Joe Biden’s biggest asset is said to be his expertise on foreign policy. But he showed an amazing lack of commonsense during his 2002 vote authorizing war against Iraq.
What was Biden thinking? Either he isn’t as smart as people believe he is, or he was completely bending to the prevailing political winds. I would suspect it was more of the latter.
Matthew Yglesias at the Center for American Progress Action Fund gives an interesting rundown on Biden’s pre-war performance that shows Biden engaging in all sorts of contortions. Biden pointed out several flaws in the Bush Administration’s push to war in speeches he made in that time period. And, yet, he voted to let them off the leash!
“Biden seems to believe, in a massive misunderstanding of how things work, that by signing on with the Administration he would be able to weigh in on the side of the non-crazy faction and thus influence events in a positive manner,” Yglesias writes. “I don’t really understand why he would have thought that would work.”
In a recent open letter, former CIA analyst Ray McGovern caustically told Biden, “There is no getting away from the important role you played in roping Congress into facilitating that war.”
McGovern reminds us of how Scott Ritter, the former U.N. weapons inspector, called the Biden-chaired pre-war hearings a “sham … to provide political cover for a massive military attack on Iraq.”

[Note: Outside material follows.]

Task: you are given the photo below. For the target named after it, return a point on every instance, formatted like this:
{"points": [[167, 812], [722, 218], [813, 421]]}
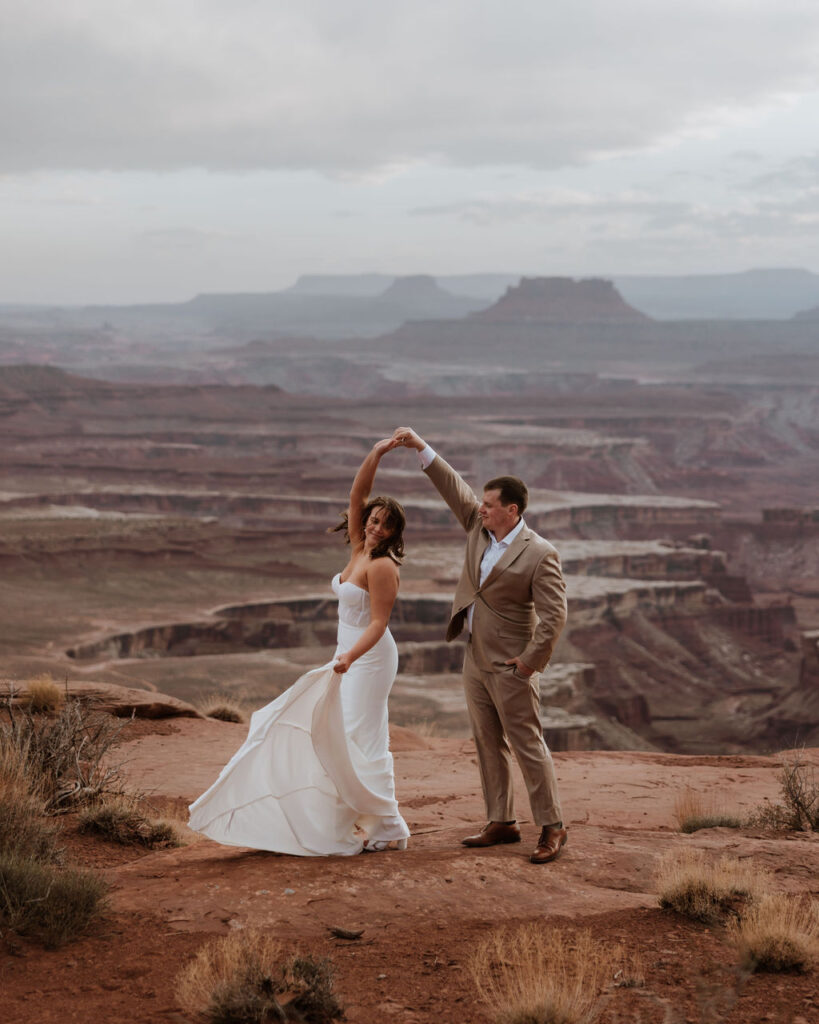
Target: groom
{"points": [[512, 599]]}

In the years since, Biden has pretended that everyone thought that Saddam had WMDs and that the authorization of force was not quite a green signal for Bush to attack Iraq. Sorry. Even someone with my limited expertise knew back then that both of these propositions were false.
Biden has in the recent past tried to make amends by being critical of the war and has even called for a repeal of the 2002 war authorization. Too late for a mulligan. (And, curiously, Biden has latched on to another weird notion: that Iraq needs to be federated—read divided—into three states.)
For the rest, Biden’s foreign policy record has been mixed over his thirty-five long years in office. (And here I’m indebted to Professor Stephen Zunes’s incisive analysis for Foreign Policy in Focus.)
Recently, he’s been good on Iran (calling for negotiations and voting against the bill deeming the Iranian Revolutionary Guards a terrorist organization) but belligerent toward Russia during the Georgia conflict. Further back, he was good on the Nicaragua Contras but bad on key free trade agreements such as NAFTA. And, as Zunes points out, he has been quite horrible on the Israel/Palestine issue.
But it’s the Iraq War vote that he’ll have to live down for the rest of his days. All his much-vaunted expertise didn’t serve him too well on the key foreign policy issue of our era.